Ueberhaupt, die ganze Idee von CKAN: Versionierung, Packages etc., wo sind wir 12 Jahre spaeter? Man denke nur an die RKI-Daten waehrend der Covid-Pandemie. Oder auch die gesamte Idee mit Dependencies und weiteren herunterzuladenden Datenpaketen. Die schmeckt ein wenig wie Linked Open Data – und ich haette das sehr gerne in der Praxis. Habe ich aber noch nie gesehen. (Bei 53:20 ff. wird das am Beispiel der Postleitzahlen beschrieben)
„Schaut mal, die Briten nehmen schon CKAN um Open Data zu veroeffentlichen und wir hoffen, dass das die deutsche Politik ueberzeugt, ebenfalls Open Data herauszugeben“. Ohweh, das tut weh.
Generell, die ganze Begeisterung – Daten werden wichtiger als Code werden, mit Gibson-Zitaten, etc.pp. – das haengt sicher auch mit meiner romantischen Vergangenheitsverklaerung zusammen, aber da kommt schon ein wenig Nostalgie auf 😉
Ab 44:36 kommt eine hervorragende Frage: Jetzt taucht da ein Katalog mit Daten auf – ist das langfristig nicht sowas wie es Webkataloge vor Websuchmaschinen waren? Sollte das nicht alles von Maschinen erfassbar und bearbeitbar sein anstatt haendisch? Pollock erklaert ein bisschen herum, aber in dem Austausch ist IMO ein Kernproblem der ganzen Datenportale bis heute sehr klar vorhergesehen.
Vor allem auch: Wer vertritt all diese Visionen heute ueberhaupt noch, um eher industriegetriebenen Memes wie dem „Datenraum“ etwas entgegenzuhalten? Wo bleibt das Zukunftsversprechen von Linked Open Data, so dass ich morgens nur einen Update-Befehl ausfuehren muss, um das (versionierte, aktuelle) Paket z.B. fuer die Impfdaten des RKI zu bekommen?

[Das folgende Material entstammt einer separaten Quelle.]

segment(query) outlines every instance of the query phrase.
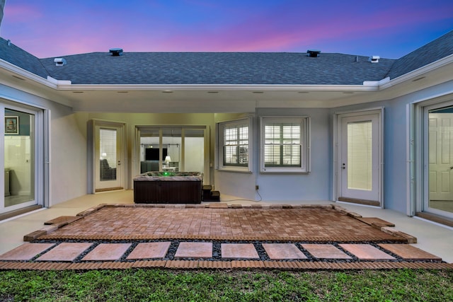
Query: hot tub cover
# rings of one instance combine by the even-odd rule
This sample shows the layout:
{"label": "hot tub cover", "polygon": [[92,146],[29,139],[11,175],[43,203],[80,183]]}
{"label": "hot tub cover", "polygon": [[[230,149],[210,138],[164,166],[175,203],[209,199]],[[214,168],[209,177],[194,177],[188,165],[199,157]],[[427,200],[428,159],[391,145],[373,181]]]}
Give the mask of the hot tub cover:
{"label": "hot tub cover", "polygon": [[200,172],[145,172],[134,178],[139,181],[201,181],[203,173]]}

Ich sitze gerade an einer internen Handreichung fuer die Bereitstellung von Open Data, und bin dabei wieder ueber die Unsicherheiten von Menschen im oeffentlichen Dienst gestolpert, welche Lizenz man denn fuer Open Data verwenden solle.

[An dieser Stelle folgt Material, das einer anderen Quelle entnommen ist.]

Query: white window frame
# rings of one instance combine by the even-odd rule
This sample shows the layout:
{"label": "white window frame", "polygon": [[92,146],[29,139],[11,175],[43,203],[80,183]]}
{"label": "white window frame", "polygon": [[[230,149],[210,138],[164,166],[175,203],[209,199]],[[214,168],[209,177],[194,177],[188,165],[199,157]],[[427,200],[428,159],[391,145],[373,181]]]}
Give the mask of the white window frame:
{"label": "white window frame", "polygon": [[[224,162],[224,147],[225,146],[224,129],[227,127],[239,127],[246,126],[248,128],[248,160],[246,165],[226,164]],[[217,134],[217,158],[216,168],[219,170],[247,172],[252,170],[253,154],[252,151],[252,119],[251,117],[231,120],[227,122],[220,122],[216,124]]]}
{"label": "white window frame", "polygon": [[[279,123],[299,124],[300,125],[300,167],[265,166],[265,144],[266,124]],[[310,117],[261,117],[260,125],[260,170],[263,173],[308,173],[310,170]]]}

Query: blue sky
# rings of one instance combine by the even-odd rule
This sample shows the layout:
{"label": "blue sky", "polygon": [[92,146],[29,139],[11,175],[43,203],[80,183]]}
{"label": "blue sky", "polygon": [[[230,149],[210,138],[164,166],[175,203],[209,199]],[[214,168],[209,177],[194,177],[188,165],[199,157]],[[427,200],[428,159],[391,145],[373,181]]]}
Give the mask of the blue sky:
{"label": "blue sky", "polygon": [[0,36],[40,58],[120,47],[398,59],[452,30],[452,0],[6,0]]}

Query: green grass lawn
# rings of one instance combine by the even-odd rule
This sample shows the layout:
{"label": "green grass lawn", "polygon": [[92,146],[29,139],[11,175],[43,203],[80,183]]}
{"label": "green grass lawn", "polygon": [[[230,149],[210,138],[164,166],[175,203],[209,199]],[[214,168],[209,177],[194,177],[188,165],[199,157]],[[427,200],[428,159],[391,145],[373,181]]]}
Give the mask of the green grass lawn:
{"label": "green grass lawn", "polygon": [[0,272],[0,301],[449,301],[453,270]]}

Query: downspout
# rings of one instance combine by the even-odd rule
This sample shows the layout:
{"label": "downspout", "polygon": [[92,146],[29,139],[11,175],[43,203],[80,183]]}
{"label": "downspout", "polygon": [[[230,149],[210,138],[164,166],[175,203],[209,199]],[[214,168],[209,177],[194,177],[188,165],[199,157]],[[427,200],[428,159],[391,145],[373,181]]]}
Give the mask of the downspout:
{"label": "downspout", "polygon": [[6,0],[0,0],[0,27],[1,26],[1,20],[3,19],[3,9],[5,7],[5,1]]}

Das Problem ist: Eigentlich ist die Frage schon falsch. Denn die auf dem Urheberrecht aufbauenden Lizenzen sind ueberhaupt nur anwendbar, wenn es sich bei dem zu lizenzierenden Material um Werke im Sinne des Urheberrechts handelt, oder Datenbankherstellerrechte bestehen. Das duerfte aber regelmaessig bei reinen Faktendaten nicht der Fall sein, insbesondere nicht bei Messdaten.

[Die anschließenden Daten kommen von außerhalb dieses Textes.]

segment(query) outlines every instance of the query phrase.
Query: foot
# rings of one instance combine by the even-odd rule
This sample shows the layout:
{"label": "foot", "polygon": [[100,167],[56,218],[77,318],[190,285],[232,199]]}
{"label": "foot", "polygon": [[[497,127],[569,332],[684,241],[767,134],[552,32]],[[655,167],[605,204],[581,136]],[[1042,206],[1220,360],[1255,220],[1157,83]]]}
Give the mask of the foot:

Leider hat sich – vermutlich auch durch das ueber die Jahre entstandene Erklaermaterial, das gerne auch einfach mal CC-BY-Lizenzen hierfuer vorsieht – die Vorstellung in den Koepfen verfestigt, dass man Lizenzen „einfach so“ anwenden koenne, ohne dass hierfuer irgendwelche Voraussetzungen erfuellt sein muessen. Umso schlimmer wurde das durch die „Datenlizenz Deutschland“, die gar nicht erst offenlegt, auf welcher Rechtsgrundlage sie anwendbar sein soll (siehe, siehe auch).
Ich hatte hier im Blog letztes Jahr schon argumentiert, warum ich diesen Automatismus „Daten als Open Data herausgeben → beliebige Lizenz im Sinne der Open Definition anwenden“ bzw. die Frage „wem gehoeren die Daten“ fuer gefaehrlich halte. Und dass an den Anfang der Entscheidung die Frage gehoert, ob hier Urheberrechte vorliegen – weil wenn nein, gehoert als Label schlicht die CC-0 drauf, und gut ist.
Jochen vom OK Lab Berlin machte mich gestern auf zwei Schriften aus dem Open-Science-Umfeld aufmerksam, die zur Unterfuetterung dieser Argumentation gut geeignet sind, und die ich bislang noch nicht kannte.
Die Kurzform ist das Fact Sheet on Creative Commons and Open Science (2017). Sehr viel ausfuehrlicher ist „Rechtsfragen bei Open Science“ von Till Kreutzer und Henning Lahmann (2019), die detailliert am UrhG entlang die Rechtslage aufzeigt und auch in mehreren Kapiteln auf FAQ zu bestimmten Aspekten eingeht. Zielpublikum ist zwar eigentlich ein akademisches, das mit Forschungsdaten umgeht. Der Transfer auf Daten der oeffentlichen Hand sollte aber nicht schwer fallen.